There is a strong correlation between the in vivo CT density and the ex vivo near-infrared imaging for residual thromboemboli at 24 hours. For example, in these images the hyperdense micro-CT areas, visualized by the fibrin targeting gold particles, directly correspond to the near-infrared signal areas identified by the coagulation factor 13A mediated, fibrin cross-linking activity sensitive fluorescent probe that binds to the thrombus during the preformed clot maturation process. Further, as visualized in these images, TTC staining can be used to assess the effects of thrombolysis in ischemic brain damage in control saline compared to tissue plasminogen activator treated animals.
Once mastered, this technique for the in vivo micro-CT imaging and ex vivo near-infrared fluorescent thrombus imaging can be done in about one hour if it is performed properly and when the imaging probes are available. While attempting this procedure, it is important to remember to use non-aggregated and fibrin targeted gold nanoparticles for micro-CT based direct cerebral thrombus imaging.
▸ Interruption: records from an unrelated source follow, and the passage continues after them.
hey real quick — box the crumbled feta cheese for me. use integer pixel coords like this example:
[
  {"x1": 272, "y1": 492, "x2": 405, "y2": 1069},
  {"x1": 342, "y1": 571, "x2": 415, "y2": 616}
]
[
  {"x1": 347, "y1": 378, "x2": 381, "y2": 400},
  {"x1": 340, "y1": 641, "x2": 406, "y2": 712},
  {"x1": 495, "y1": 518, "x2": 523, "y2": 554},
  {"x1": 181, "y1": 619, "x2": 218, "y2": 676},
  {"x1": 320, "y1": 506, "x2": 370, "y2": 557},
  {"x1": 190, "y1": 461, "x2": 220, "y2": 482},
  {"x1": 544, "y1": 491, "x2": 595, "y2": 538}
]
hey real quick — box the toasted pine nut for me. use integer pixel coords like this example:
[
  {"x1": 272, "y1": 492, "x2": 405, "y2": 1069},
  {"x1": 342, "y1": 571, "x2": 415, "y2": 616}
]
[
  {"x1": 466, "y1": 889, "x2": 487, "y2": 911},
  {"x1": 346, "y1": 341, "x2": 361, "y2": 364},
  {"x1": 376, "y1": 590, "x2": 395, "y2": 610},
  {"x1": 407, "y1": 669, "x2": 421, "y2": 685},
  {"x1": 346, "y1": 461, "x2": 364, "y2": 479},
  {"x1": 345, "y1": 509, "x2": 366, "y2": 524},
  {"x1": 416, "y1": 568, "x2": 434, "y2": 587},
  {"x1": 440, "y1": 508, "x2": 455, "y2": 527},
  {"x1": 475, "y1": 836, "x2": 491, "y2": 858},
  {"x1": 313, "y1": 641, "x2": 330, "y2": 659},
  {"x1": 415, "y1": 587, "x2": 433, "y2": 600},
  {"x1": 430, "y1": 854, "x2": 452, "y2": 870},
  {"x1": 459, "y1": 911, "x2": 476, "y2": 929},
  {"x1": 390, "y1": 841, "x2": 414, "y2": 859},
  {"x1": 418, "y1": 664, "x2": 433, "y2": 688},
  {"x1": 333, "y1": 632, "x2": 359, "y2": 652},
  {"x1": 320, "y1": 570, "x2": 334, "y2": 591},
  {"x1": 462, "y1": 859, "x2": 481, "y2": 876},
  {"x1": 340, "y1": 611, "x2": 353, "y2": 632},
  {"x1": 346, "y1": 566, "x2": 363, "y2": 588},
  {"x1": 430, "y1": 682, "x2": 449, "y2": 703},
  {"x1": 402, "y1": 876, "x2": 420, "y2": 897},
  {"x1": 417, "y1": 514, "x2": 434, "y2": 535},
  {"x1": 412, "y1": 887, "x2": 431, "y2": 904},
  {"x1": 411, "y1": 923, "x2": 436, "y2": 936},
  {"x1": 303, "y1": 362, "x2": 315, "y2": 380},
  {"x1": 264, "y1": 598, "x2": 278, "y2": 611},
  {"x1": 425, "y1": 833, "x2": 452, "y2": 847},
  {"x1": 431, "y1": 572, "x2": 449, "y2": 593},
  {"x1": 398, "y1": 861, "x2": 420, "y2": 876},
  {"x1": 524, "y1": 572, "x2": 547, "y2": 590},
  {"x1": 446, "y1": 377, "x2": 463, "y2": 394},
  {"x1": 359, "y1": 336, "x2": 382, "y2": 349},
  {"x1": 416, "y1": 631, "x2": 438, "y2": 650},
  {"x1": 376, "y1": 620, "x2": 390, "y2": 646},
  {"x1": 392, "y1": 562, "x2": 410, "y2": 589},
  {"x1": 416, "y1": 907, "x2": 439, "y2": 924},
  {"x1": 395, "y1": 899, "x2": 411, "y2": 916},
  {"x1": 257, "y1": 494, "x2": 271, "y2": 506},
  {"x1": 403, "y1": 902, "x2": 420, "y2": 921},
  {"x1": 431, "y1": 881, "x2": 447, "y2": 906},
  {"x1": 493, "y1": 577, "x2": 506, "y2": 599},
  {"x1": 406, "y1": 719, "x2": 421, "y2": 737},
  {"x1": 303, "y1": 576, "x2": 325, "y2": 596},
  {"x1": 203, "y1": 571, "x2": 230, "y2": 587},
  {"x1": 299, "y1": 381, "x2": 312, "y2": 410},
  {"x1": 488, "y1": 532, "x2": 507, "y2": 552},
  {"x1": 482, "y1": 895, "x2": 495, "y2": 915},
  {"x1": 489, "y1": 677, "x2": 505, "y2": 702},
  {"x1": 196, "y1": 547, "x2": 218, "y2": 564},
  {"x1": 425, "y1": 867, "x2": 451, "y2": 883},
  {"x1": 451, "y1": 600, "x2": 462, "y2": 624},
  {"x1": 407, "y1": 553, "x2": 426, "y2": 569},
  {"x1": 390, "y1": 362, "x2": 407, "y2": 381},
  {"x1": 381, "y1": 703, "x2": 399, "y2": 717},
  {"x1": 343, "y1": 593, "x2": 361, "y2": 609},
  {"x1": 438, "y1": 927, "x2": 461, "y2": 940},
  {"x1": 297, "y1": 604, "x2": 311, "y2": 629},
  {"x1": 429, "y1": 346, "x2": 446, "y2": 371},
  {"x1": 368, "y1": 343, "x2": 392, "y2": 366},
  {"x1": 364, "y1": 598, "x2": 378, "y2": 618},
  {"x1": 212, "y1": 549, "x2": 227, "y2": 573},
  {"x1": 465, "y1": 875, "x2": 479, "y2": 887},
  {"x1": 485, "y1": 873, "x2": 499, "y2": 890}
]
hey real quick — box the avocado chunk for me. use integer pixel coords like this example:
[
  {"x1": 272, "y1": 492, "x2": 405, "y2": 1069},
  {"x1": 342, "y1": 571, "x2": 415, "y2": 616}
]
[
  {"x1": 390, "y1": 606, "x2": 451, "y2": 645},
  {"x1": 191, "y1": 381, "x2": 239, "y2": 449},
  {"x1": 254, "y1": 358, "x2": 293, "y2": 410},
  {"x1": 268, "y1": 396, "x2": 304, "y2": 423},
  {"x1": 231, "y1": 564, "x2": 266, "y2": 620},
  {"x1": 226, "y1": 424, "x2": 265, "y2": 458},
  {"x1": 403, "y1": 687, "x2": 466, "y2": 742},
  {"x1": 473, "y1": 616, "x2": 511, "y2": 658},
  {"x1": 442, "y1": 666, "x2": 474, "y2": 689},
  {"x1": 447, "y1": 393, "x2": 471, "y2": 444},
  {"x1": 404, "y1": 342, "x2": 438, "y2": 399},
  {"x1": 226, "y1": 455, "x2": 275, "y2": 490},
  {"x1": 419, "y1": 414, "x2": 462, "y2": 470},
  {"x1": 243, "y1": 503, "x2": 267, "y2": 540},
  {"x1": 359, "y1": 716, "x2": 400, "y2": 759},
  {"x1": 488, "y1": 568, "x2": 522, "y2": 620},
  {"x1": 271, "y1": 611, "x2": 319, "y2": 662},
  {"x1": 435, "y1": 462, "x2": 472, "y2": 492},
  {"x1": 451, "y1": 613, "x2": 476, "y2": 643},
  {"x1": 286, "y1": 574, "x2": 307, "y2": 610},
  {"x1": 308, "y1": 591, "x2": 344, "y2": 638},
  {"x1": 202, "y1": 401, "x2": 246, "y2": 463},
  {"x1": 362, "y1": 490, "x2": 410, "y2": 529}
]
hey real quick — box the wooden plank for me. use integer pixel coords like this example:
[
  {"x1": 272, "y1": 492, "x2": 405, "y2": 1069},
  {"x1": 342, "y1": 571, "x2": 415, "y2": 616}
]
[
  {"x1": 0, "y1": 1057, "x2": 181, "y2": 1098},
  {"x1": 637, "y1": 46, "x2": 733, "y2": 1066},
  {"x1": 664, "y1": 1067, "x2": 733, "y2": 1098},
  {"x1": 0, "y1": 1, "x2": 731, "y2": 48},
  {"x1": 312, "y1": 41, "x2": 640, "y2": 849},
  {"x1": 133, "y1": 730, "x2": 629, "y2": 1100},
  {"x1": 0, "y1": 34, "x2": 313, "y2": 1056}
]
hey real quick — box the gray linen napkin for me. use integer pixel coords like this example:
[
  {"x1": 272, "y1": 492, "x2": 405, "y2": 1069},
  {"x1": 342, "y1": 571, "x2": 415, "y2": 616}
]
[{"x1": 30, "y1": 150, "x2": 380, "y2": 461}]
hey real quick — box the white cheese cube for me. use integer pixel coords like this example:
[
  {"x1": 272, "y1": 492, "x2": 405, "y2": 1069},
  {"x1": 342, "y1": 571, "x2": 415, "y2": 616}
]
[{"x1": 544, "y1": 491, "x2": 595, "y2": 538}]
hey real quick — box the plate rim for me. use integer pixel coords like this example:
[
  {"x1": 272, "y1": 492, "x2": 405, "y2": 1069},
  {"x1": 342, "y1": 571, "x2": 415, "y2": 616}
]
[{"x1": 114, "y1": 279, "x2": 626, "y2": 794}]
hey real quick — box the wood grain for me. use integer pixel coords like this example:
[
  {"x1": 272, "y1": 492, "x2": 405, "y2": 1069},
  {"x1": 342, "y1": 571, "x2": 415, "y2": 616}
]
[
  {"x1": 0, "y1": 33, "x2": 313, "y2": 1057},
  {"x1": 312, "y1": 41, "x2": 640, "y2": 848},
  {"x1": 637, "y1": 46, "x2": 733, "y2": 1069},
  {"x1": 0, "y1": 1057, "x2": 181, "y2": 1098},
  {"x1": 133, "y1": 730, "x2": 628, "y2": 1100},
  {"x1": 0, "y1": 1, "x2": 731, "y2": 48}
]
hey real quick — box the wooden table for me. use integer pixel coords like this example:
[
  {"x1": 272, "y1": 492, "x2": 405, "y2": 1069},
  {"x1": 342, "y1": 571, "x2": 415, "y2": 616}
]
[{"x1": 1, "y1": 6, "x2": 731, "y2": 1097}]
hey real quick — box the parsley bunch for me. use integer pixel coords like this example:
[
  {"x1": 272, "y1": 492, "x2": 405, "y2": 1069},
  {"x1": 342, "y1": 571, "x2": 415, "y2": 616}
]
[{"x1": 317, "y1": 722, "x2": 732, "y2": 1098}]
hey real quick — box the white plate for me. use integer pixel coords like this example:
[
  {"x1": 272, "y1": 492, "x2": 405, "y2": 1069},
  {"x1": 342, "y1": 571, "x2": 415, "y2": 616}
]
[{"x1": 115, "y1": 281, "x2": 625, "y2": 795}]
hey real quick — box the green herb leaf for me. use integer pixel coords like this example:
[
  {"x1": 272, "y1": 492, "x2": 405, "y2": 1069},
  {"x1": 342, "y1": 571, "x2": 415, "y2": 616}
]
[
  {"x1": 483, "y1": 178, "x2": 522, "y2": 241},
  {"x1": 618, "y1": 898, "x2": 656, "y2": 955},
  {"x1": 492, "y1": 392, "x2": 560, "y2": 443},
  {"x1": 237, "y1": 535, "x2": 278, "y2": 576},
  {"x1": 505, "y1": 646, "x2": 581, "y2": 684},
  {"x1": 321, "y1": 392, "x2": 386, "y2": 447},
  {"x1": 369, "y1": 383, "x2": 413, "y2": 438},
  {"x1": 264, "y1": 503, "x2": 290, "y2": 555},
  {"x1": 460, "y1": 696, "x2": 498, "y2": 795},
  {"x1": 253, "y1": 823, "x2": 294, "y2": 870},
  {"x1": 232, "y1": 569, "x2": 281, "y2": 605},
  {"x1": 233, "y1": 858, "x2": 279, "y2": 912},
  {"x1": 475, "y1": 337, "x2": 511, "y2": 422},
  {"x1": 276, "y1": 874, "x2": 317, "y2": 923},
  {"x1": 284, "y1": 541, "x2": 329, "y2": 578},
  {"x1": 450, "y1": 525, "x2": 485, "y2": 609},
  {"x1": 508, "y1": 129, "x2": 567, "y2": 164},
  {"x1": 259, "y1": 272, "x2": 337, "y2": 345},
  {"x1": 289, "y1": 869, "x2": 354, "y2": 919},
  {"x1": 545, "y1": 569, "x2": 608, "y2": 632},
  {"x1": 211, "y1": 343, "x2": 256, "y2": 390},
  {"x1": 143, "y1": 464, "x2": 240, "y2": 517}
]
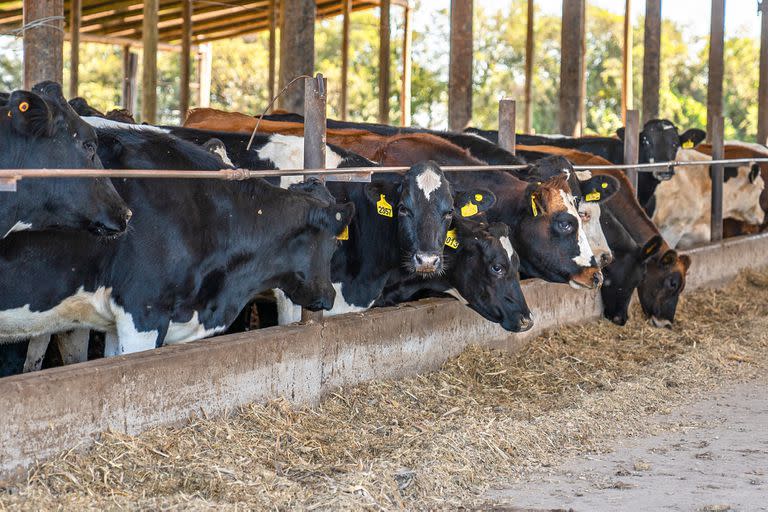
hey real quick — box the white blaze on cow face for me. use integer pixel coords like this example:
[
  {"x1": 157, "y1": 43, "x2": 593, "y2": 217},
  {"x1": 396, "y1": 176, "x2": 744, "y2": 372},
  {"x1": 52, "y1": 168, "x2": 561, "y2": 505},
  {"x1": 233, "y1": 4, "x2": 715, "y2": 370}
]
[
  {"x1": 558, "y1": 189, "x2": 595, "y2": 268},
  {"x1": 499, "y1": 235, "x2": 515, "y2": 261},
  {"x1": 3, "y1": 221, "x2": 32, "y2": 239},
  {"x1": 415, "y1": 167, "x2": 442, "y2": 200},
  {"x1": 579, "y1": 202, "x2": 612, "y2": 268}
]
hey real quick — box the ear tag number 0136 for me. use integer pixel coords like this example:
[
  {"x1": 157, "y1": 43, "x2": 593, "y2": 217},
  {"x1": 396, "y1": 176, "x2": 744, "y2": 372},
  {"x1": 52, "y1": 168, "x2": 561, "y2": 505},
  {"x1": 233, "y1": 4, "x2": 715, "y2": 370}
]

Following this procedure, other methods like electron microscopy or ICPMS, which is inductively coupled plasma mass spectrometry, can be performed in order to answer additional questions like tissue distribution and blood kinetics of gold nanoparticles.
After its development, this technique paved the way for researchers in the field of stroke or cardiovascular research to explore thromboembolism in animal models that were inside to coronary thrombosis or embolic cerebral infraction. After watching this video, you should have a good understanding of how to make fluorescent labeled clots for thromboembolic stroke in mice and perform serial imaging and quantification of cerebral thromboemboli in vivo then ex vivo, thereby monitoring the thrombus evolution.